We cannot, of course, live in “What if.” But what we can do is change what happens to our articles. We cannot count on Substack being a thing in the year 2126. What we can do is choose a vessel for transporting them that is designed for the long game.
Our posted articles tell the stories. Being intentional about preserving them takes an additional step. It’s a simple step, but if missed, they will likely disappear.
This week, I published Ancestral Women: Collected Stories of Women in Family History by Their Descendants, a book that holds the stories of 13 women told by their descendants. These stories now live in a more permanent space, in the Internet Archive.
In Stewardship Matters: The Storyteller’s Guide to Preserving Family History, I write about this as the natural next step in our work. I don’t think this has to be complicated, but I do think it’s worth talking about together.

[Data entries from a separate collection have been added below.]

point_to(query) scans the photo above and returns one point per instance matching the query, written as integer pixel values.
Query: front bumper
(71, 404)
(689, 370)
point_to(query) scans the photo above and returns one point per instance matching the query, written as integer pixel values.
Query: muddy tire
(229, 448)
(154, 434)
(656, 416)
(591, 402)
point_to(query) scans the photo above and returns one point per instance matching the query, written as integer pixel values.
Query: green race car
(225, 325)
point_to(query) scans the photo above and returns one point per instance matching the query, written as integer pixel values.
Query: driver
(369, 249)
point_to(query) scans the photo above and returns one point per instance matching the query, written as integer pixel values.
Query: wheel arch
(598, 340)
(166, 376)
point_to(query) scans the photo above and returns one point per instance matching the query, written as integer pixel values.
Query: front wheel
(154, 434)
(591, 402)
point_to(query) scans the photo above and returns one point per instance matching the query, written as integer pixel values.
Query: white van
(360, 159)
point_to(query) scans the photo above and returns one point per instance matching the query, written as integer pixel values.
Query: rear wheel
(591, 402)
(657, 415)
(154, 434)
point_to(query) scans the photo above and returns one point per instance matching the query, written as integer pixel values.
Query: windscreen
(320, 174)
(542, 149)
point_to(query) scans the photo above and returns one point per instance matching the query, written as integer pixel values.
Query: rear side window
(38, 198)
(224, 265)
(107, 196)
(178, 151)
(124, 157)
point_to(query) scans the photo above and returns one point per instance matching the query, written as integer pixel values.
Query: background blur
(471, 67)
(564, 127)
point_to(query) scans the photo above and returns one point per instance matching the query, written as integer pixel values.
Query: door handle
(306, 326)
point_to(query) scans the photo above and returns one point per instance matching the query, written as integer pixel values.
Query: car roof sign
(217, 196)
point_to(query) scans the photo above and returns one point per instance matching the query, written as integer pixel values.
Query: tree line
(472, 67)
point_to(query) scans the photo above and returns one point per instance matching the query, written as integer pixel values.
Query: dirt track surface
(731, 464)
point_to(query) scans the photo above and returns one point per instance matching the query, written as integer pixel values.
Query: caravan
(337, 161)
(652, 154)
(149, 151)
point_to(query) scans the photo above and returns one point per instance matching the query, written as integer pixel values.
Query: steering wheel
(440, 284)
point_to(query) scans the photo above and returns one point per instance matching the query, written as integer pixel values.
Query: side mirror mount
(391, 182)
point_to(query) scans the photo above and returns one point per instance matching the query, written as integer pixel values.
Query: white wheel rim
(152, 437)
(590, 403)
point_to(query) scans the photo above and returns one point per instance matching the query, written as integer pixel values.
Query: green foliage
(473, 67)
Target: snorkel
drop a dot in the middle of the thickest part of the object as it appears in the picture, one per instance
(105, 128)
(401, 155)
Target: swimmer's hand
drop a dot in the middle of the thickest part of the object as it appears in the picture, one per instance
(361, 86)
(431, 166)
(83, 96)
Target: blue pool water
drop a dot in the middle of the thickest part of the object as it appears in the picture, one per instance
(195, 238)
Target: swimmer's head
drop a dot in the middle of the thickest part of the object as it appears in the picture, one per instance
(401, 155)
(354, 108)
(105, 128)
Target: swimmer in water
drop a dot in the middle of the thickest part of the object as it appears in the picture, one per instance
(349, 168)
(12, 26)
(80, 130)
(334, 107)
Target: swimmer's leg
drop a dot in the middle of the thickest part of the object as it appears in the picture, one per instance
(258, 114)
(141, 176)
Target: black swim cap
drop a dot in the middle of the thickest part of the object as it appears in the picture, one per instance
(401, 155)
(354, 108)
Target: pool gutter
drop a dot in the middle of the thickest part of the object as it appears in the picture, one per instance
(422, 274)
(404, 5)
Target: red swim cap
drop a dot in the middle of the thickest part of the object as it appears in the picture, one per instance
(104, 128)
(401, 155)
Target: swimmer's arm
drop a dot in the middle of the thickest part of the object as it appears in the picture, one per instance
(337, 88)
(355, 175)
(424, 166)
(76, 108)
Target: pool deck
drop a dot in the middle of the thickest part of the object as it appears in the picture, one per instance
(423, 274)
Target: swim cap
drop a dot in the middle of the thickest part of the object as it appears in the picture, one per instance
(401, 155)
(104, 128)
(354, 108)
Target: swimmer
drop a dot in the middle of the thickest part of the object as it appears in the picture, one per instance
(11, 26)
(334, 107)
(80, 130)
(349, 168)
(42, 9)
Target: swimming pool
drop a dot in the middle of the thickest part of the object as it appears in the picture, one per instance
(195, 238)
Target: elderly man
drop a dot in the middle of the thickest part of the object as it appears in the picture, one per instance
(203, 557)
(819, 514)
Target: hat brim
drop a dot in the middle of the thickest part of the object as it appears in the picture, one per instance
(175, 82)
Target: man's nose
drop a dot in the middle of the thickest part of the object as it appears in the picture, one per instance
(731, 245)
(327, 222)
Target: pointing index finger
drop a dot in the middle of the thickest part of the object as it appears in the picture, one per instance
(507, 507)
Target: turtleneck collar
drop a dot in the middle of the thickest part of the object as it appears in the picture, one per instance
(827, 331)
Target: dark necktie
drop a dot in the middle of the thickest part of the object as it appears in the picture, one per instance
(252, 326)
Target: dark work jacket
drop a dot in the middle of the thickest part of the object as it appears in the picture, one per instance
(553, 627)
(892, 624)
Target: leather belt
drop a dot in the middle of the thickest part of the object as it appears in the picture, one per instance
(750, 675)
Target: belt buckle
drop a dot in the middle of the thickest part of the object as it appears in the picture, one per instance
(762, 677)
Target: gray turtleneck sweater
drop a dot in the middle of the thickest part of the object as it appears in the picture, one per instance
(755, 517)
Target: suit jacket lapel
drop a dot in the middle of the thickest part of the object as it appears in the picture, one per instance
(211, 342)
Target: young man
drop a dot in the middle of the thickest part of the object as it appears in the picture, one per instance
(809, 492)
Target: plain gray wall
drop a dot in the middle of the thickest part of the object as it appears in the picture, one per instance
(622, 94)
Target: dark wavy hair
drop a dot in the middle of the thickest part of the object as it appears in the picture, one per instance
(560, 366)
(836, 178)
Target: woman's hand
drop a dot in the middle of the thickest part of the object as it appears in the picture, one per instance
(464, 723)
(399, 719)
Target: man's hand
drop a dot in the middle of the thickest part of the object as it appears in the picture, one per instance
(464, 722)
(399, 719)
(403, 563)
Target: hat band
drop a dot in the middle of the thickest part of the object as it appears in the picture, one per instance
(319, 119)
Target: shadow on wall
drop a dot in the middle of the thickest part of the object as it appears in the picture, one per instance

This is exactly the kind of conversation the Coterie exists for. We talk about our stories and how we want to preserve them in our Coterie Collabs. Join us for our next one on May 22. https://us06web.zoom.us/meeting/register/8qn6nOW2RzaGGG0PcwC7aw
Stewardship Matters: The Storyteller’s Guide to Preserving Family History is coming soon. If you’d like an advance ebook copy, join the Coterie as a paid subscriber/member — then join us in the upcoming Storyteller Project (coming soon) when we walk through the steps of publishing your stories and making them findable for the long-game.





I’m taking my ancestor letters and writing a cover story about them that places that ancestor in the time period in which the letter(s) were written. I’m doing this both to preserve their letters and to introduce descendants to their ancestors. I’ve learned so much through this process. I’d like to learn more about the *internet archive*.
I've given a great deal of thought to the ultimate location of my family history research. To that end, I try to share my stories with any family members who might be interested in what I've found. Further, I have plans made to send major portions of my work to the Internet Archive. As some of my stories are approaching book-length, I will publish more of them and offer them to libraries in geographic areas referenced in the books.
I'm trying to interest younger family members in continuing the work I've begun. I can't claim that any of them are interested enough to be willing to take possession of my archive, yet. But hope springs eternal.